The Liberal Party’s peak council has voted almost 2:1 to privatise the ABC in a call that was swiftly rejected by cabinet ministers amid warnings it would be “total madness” to act on the call.
The overwhelming vote at the party’s annual council in Sydney gained vocal support from conservative think-tank Institute of Public Affairs, which said the company could be sold or given to Australians who already own it.
The vote came in a debate on Saturday where about 110 council delegates, representing Liberal branches from across the country, also voted for an efficiency review into SBS.
The Liberal Party’s peak council has voted almost 2:1 to privatise the ABC, but the treasurer says there are ‘no plans’.
The council also voted, by 43 to 31 votes, to relocate the Australian embassy in Israel from Tel Aviv to Jerusalem, a highly contentious move opposed by Foreign Minister Julie Bishop during the debate.
Council delegate Mitchell Collier, the federal vice president of the Young Liberals, said he had enjoyed ABC programs such as Bananas in Pyjamas during his childhood but said there was no economic case to keep the broadcaster in public hands.
“High sentimentality is no justification for preserving the status quo,” Mr Collier told the meeting, which included cabinet ministers, Liberal state premiers and top party officials.
The motion said: “That federal council calls for the full privatisation of the Australian Broadcasting Corporation, except for services into regional areas that are not commercially viable.”
The vote has no binding power over Prime Minister Malcolm Turnbull, federal cabinet or federal MPs, who set policy in their party room meetings in Canberra.
But Mr Collier won the vote on the floor of the council.
“There are several ways we could privatise the ABC – we could sell it to a media mogul, a media organisation, the government could sell it on the stock market,” he told the meeting.
“Privatising it would save the federal budget $1 billion a year, could pay off debt and would enhance, not diminish, the Australian media landscape.”
A story about innovation spending written by the ABC’s Emma Alberici was the subject of the complaints, the second time in a few months the PM has launched a complaint about her reporting.
There was no explanation of how the ABC would have any commercial value to a buyer if the government imposed restrictions on the sale to protect rural services, forcing any buyer to continue operations that might lose money.
Nobody rose from the federal council floor to speak against the motion, but Communications Minister Mitch Fifield spoke from his position as a senior minister to note that privatising the ABC was not government policy.
Senator Fifield told the meeting that he had made two appointments to the ABC board – Minerals Council of Australia chair Vanessa Guthrie and Queensland rural leader Georgina Somerset.

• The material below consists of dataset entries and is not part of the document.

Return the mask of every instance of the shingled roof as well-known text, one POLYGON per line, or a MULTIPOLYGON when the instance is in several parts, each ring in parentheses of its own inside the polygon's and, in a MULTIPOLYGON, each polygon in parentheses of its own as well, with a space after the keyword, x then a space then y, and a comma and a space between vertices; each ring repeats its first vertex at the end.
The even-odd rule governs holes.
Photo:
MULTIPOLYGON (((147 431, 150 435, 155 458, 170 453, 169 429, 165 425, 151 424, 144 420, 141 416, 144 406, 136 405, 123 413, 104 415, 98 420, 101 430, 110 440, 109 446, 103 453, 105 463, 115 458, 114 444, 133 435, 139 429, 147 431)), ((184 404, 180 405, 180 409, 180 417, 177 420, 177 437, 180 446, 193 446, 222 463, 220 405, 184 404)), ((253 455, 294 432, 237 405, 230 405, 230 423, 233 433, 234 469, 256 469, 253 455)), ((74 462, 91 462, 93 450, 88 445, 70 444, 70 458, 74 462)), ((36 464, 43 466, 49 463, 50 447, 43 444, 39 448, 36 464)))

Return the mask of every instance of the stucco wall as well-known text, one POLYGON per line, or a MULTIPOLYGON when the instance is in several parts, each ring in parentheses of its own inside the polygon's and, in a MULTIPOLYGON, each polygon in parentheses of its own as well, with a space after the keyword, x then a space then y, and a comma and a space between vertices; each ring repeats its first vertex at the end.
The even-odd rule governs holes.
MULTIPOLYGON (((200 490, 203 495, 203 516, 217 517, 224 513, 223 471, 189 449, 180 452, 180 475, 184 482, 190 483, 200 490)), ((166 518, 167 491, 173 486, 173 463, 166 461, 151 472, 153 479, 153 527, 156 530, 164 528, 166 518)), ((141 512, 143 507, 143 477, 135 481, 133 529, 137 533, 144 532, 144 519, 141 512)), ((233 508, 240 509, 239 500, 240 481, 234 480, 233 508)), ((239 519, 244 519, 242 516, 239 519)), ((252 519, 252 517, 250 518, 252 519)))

He also said the government was amending the ABC’s governing act to stipulate that it was “fair and balanced” in its coverage and would force it to disclose the names of staff earning more than $200,000 a year.

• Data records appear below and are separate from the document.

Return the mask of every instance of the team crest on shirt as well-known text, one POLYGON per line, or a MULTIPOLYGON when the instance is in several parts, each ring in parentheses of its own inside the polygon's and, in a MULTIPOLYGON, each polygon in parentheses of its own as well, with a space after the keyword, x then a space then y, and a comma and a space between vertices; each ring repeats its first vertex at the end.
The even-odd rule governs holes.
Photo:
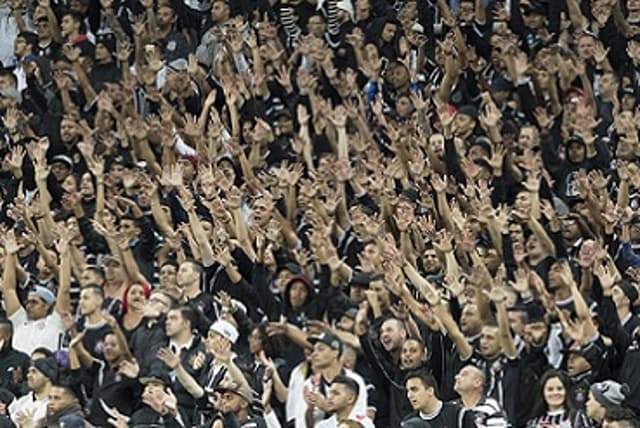
POLYGON ((104 342, 102 340, 96 342, 96 346, 93 347, 93 352, 96 355, 102 355, 104 353, 104 342))

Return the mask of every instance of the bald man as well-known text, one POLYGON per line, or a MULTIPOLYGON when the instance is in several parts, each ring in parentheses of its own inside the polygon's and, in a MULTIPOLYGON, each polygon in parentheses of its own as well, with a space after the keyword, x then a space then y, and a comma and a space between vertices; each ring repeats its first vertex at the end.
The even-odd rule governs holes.
POLYGON ((453 388, 460 396, 458 404, 473 413, 478 428, 506 428, 509 426, 506 414, 500 404, 484 395, 486 383, 484 371, 476 366, 464 366, 455 377, 453 388))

No other members spoke on the motion and it was carried on a show of hands from delegates, with roughly twice as many voting in favour of the motion as those who voted against. No count was taken. Senator Fifield voted against the motion.

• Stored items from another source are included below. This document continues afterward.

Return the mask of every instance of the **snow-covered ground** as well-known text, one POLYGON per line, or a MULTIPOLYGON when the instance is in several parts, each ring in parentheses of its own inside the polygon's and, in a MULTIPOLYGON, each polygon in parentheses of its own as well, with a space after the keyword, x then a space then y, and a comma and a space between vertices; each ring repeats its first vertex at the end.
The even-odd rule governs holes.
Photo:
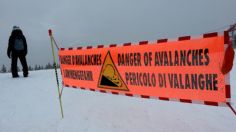
MULTIPOLYGON (((20 73, 22 74, 22 73, 20 73)), ((236 108, 236 66, 231 96, 236 108)), ((65 88, 61 119, 53 70, 12 79, 0 74, 0 132, 235 132, 227 107, 65 88)))

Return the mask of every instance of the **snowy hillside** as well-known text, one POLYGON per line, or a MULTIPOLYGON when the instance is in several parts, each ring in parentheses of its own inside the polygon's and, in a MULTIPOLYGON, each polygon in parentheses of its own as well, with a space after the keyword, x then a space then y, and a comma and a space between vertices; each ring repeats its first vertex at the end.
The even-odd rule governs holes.
MULTIPOLYGON (((231 93, 236 108, 236 67, 231 93)), ((227 107, 166 102, 65 88, 61 119, 53 70, 0 74, 0 132, 235 132, 227 107), (22 74, 22 73, 20 73, 22 74)))

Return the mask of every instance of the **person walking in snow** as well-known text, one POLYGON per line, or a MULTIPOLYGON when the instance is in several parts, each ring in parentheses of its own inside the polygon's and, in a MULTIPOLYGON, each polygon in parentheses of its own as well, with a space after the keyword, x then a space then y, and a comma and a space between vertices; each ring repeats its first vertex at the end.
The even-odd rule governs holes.
POLYGON ((13 26, 7 49, 7 56, 11 59, 11 72, 13 78, 19 77, 17 70, 18 58, 23 67, 24 77, 28 77, 28 65, 26 61, 27 52, 27 42, 22 30, 18 26, 13 26))

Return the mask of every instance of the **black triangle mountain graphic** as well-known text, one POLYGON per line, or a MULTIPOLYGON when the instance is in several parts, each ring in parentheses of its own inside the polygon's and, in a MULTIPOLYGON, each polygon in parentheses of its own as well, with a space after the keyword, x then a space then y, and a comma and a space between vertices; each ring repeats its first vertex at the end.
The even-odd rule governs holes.
POLYGON ((100 85, 118 87, 115 83, 107 79, 105 76, 102 76, 100 85))

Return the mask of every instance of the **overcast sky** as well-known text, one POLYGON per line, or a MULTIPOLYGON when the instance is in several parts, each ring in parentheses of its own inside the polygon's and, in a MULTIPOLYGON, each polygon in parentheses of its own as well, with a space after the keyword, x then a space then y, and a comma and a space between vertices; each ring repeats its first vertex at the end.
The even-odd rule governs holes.
MULTIPOLYGON (((0 67, 13 25, 28 42, 29 65, 52 59, 48 29, 61 47, 137 42, 221 31, 236 22, 236 0, 0 0, 0 67)), ((19 64, 18 64, 19 65, 19 64)))

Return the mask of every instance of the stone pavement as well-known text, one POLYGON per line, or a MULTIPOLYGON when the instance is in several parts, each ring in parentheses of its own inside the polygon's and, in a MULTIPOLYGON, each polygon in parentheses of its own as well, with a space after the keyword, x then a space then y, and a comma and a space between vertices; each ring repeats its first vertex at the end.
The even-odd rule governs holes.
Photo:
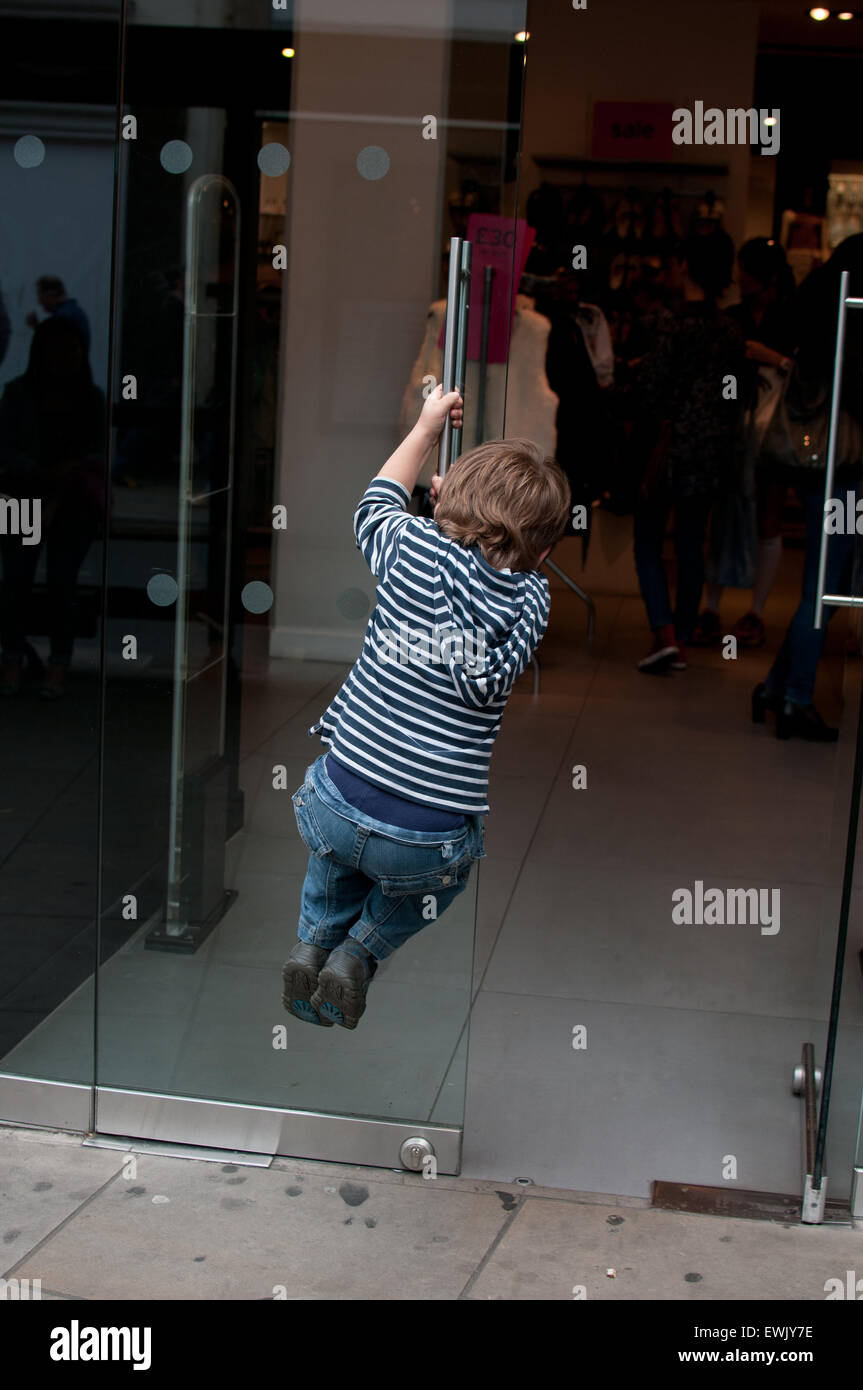
POLYGON ((43 1299, 824 1301, 849 1271, 859 1223, 0 1127, 0 1278, 43 1299))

Asked about the vote later, Treasurer Scott Morrison said there was no plan to sell the ABC and the Liberal council did not decide government policy.
“We listen and we consult with our members, all the time, as we do with all Australians,” Mr Morrison said.
“But I should be very clear: the government has no plans to privatise the ABC.”
Mr Morrison quipped that some Australians “may think the Labor Party already owns it” but the government had no plans to sell the ABC.
ABC Classic FM broadcaster Margaret Throsby described the call to sell the ABC as “total madness” while Liberals played it down as a sign of unhappiness among party members that would not lead to a sale.
RMIT University professor Sinclair Davidson said privatisation of the ABC should be “default” Coalition policy.
“After all, the party of small government should be constantly striving to reduce government intervention in the economy and foster private enterprise,” he said.
IPA research fellow Chris Berg said the question should be about the best way to privatise the ABC, with options being a sharemarket float, a sale to a media mogul or the IPA’s preferred option is for ownership to be transferred to ABC staff or Australian taxpayers.